それではご飯が食べられないのでは? と太郎は思ったが、そこは妻のキャサリンがかいがいしく夫の面倒を見ていて、何の心配もなかった。
それにしても、と太郎は試合を思い返した。
(いやもう、ぎりっぎりだったなぁ)
まさに最後のパンチを放つ直前に、セーフモードが発動したのだった。
したがってさすがに全力でこそなかったが、パンチ自体は実はスターンをK.O.するつもりで放ったものだ。
ところが当たる前に力が抜けてしまって、フォームは崩れたし力も込められないしで、恐ろしく恥ずかしい出来になってしまった。
あの冗談みたいなパンチ力が、セーフモードなら太郞の精一杯であって、ナノマシン体でなければ太郞の生来の力といって良い。
どうもスターンおよびスターン一家は、最後に太郞が情けをかけたと思って感謝されている節があるのだが、とんでもない。

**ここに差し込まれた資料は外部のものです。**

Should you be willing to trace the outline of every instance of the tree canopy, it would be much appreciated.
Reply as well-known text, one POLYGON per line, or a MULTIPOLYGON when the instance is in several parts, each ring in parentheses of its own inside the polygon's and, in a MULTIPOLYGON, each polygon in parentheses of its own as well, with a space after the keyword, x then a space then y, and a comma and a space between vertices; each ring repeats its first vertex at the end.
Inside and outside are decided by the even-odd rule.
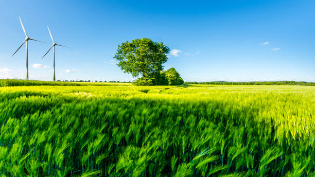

単に思ったよりもコンマ数秒ほど、セーフモードが早く来てしまっただけなのである。
結果オーライとはいえ、勘違いで褒められたり感謝されることほど気恥ずかしいものはなく、太郞は居心地の悪さを抱えながらランチに臨んでいた。
「あの、すみませんが」
恥ずかしさを押し隠すようにして、太郞ははじめに宣言した。
「いろいろお話したいことはそれぞれあると思うんですが、ぼくはまず食べます! お話はそれから、ということでよろしくお願いします」
スターンはもちろん、ホワイトヘッドや戸沢も、前のめりで太郞に話を聞きたそうにしている。
そして加藤や佳子、真理も同様だ。
一方で外山はなんだかちょっと元気がないように見えた。そしてことりが落ち着いているのは、話が聞きたくないわけではなく、単に後から個人的にじっくりたっぷりこってりと聞くぞ、と考えているからであった。
自分はいまじゃなくてもいいから、と思って気持ちにゆとりがあるだけなのである。
同席者を牽制し、太郞は皿の載ったトレーを抱えて料理の前へまっしぐらに歩いて行く。
もう空腹は限界を超えていて、このボリュームたっぷりのビュッフェが天国に見えた。
そうして太郞がテーブルに持ち帰ったのは。
スターンの現役時代の食事量と比べても、三倍ほどはあろうかという盛り付けの皿の数々であった。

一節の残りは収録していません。